Research Mentor(s): Melissa Dude Duhaime, Assistant Professor
Research Mentor School/College/Department: Ecology and Evolutionary Biology, College of Literature, Science, and the Arts
Presentation Date: Thursday, April 22, 2021
Session: Session 5 (3pm-3:50pm)
Breakout Room: Room 18
The accumulation of plastic waste in the environment is one of the most pervasive environmental concerns of our time. Its presence has now been documented in marine, freshwater, and atmospheric environments, and an estimated 4.8-12.7 million tons of plastic enter the ocean in a single year, a number that is only expected to rise exponentially to reflect the global rate of plastic goods production. From both an environmental health and resource sustainability perspective, it is imperative that the amount of plastic debris in the Earth’s waterways is reduced.
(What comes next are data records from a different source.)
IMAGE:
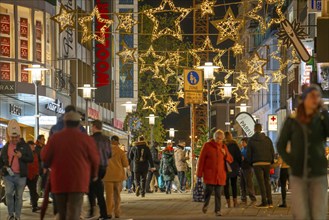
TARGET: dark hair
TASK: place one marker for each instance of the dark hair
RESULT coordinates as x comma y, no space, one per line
40,137
258,127
72,124
98,124
70,108
115,138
Macroplastic debris prevention and mitigation options are continuously emerging, yet microplastic (<5mm) debris mitigation is still an undeveloped field. To effectively target the major sources and pathways of these microplastics, the question remains: What is the physical fate of plastic once it enters the ocean and fresh waterways? Several weathering mechanisms of plastics have been examined individually, but this study will take a more holistic approach by determining the rates of fragmentation and particle size distribution, biofilm formation, UV degradation, and biodegradation as both an individual process and as a microbial consortia on the fate of polyethylene.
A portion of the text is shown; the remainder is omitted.